Parliament is currently debating a bill on petroleum exploration, drilling, and production, which is intended to apply to both offshore and onshore activities. The law will mainly repeal outdated regulations from the 1950s and intends to serve as a way of organizing the sector. The bill follows the long-awaited Mining Rules issued in February 2018 and is part of an effort by the Union Government to provide more transparency to the extractive sector in Myanmar after the country joined the Extractive Industry Transparency Initiative.
Upstream activities have so far been governed by the terms of the production-sharing contracts (“PSCs”) executed between the private sector and the Myanma Oil & Gas Enterprise (“MOGE”). The draft bill provides for maximum time limits for each type of activity (notably, a maximum of 20 years for the production period, which could only be extended for two periods of five years each). It also formalizes the need to conduct tenders prior to award blocks, which was already put into practice by the MOGE.

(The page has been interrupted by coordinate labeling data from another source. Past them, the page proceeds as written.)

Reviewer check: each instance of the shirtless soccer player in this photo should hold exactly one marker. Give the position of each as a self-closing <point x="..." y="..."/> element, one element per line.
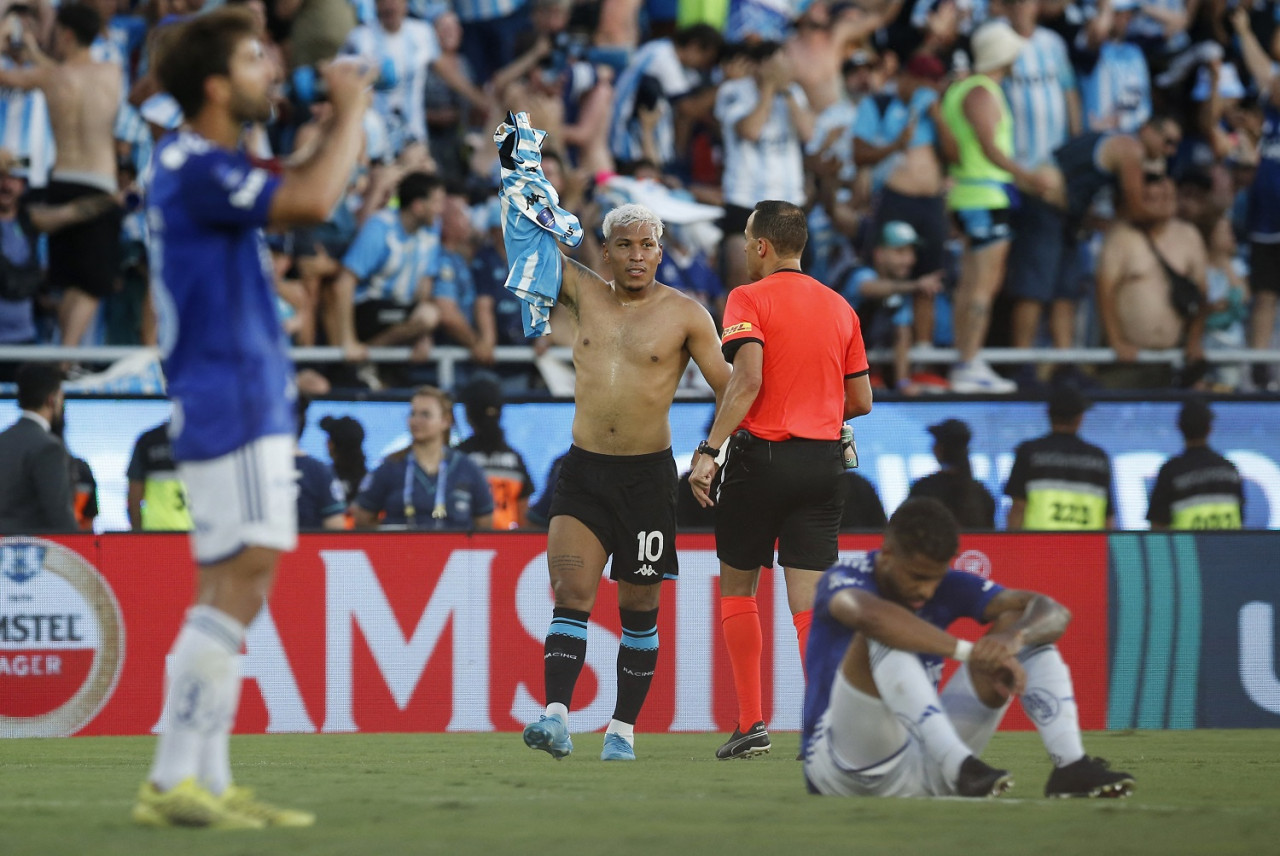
<point x="617" y="489"/>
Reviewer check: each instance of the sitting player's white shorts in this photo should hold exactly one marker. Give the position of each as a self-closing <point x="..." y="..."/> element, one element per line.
<point x="862" y="749"/>
<point x="245" y="498"/>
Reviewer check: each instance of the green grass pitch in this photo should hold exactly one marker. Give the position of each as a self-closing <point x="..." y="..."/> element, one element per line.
<point x="1202" y="792"/>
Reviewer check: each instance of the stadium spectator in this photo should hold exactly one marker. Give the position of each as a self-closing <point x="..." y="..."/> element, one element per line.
<point x="883" y="296"/>
<point x="981" y="143"/>
<point x="1059" y="481"/>
<point x="1264" y="211"/>
<point x="764" y="120"/>
<point x="616" y="486"/>
<point x="954" y="485"/>
<point x="1046" y="111"/>
<point x="83" y="96"/>
<point x="876" y="722"/>
<point x="156" y="499"/>
<point x="406" y="53"/>
<point x="663" y="87"/>
<point x="464" y="321"/>
<point x="1141" y="274"/>
<point x="912" y="190"/>
<point x="35" y="468"/>
<point x="346" y="451"/>
<point x="794" y="383"/>
<point x="1115" y="82"/>
<point x="24" y="128"/>
<point x="382" y="297"/>
<point x="426" y="485"/>
<point x="489" y="449"/>
<point x="1198" y="489"/>
<point x="321" y="498"/>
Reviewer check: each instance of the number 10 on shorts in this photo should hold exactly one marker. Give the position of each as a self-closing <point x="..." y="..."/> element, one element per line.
<point x="649" y="546"/>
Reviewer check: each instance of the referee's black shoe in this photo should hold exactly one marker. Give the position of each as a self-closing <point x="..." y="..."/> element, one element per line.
<point x="755" y="741"/>
<point x="981" y="779"/>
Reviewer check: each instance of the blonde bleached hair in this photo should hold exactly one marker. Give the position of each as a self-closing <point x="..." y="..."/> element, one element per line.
<point x="629" y="214"/>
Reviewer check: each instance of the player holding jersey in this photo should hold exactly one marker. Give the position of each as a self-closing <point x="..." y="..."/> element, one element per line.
<point x="231" y="383"/>
<point x="874" y="722"/>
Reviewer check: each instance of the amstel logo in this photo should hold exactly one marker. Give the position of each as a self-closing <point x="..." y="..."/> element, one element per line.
<point x="62" y="639"/>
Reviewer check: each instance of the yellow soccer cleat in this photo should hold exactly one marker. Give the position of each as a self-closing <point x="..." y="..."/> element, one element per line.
<point x="241" y="801"/>
<point x="188" y="805"/>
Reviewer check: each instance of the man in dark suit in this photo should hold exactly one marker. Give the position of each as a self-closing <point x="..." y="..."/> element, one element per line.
<point x="35" y="484"/>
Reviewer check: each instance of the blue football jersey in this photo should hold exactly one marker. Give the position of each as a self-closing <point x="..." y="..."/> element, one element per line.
<point x="222" y="344"/>
<point x="959" y="595"/>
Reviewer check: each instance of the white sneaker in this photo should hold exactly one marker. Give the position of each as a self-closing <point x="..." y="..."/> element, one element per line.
<point x="977" y="376"/>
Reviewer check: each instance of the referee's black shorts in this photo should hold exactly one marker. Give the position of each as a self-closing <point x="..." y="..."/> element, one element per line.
<point x="785" y="493"/>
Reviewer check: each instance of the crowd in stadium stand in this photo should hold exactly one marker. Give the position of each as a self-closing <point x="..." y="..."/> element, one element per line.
<point x="699" y="110"/>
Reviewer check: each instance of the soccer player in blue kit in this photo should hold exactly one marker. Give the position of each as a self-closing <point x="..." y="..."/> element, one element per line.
<point x="231" y="383"/>
<point x="876" y="724"/>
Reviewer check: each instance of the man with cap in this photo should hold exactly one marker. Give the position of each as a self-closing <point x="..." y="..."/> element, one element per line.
<point x="1060" y="483"/>
<point x="979" y="145"/>
<point x="882" y="294"/>
<point x="912" y="190"/>
<point x="1200" y="488"/>
<point x="508" y="477"/>
<point x="952" y="484"/>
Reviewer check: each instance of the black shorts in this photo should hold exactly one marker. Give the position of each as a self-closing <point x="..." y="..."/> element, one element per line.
<point x="374" y="316"/>
<point x="786" y="493"/>
<point x="87" y="255"/>
<point x="629" y="503"/>
<point x="1264" y="266"/>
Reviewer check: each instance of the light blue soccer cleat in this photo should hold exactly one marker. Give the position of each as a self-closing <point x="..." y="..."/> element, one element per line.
<point x="551" y="735"/>
<point x="617" y="749"/>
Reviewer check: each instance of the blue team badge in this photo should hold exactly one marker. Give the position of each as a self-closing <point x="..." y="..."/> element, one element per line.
<point x="21" y="562"/>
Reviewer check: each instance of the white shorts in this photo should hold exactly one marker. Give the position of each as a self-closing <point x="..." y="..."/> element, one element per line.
<point x="862" y="749"/>
<point x="245" y="498"/>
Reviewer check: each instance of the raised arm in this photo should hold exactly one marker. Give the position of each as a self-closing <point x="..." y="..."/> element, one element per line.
<point x="311" y="190"/>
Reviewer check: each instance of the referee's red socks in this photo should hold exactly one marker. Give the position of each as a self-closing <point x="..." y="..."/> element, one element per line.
<point x="801" y="621"/>
<point x="740" y="621"/>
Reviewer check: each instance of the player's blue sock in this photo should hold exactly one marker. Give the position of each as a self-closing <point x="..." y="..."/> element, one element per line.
<point x="1050" y="703"/>
<point x="563" y="654"/>
<point x="906" y="690"/>
<point x="638" y="657"/>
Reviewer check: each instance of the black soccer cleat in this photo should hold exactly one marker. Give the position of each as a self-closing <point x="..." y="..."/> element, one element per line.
<point x="981" y="779"/>
<point x="755" y="741"/>
<point x="1088" y="777"/>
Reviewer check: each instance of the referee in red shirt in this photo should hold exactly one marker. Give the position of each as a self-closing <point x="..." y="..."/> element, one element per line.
<point x="799" y="371"/>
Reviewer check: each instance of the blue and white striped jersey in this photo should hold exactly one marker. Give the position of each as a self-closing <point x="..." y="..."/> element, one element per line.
<point x="388" y="262"/>
<point x="656" y="60"/>
<point x="24" y="129"/>
<point x="1116" y="94"/>
<point x="1037" y="88"/>
<point x="487" y="9"/>
<point x="411" y="50"/>
<point x="1264" y="213"/>
<point x="771" y="168"/>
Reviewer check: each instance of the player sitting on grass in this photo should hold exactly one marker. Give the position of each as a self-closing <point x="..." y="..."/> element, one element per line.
<point x="874" y="723"/>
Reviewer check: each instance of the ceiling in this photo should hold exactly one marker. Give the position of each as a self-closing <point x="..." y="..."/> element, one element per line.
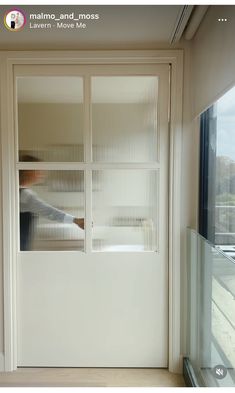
<point x="118" y="27"/>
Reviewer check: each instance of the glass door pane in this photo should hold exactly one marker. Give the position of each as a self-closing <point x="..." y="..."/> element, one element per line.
<point x="49" y="201"/>
<point x="125" y="210"/>
<point x="124" y="118"/>
<point x="50" y="118"/>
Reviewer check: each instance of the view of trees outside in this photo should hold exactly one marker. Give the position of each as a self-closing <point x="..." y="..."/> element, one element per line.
<point x="225" y="170"/>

One notable change is that the draft bill allows different modes of cooperation with the private sector. In addition to production sharing, the parties will also be able to opt for profit sharing or more traditional joint ventures. The same move was included in the mining sector in 2015. However, it is yet to be seen whether these other modes of cooperation will be used by the MOGE.
For existing players in the sector, companies that have already executed a PSC will not be subject to the law.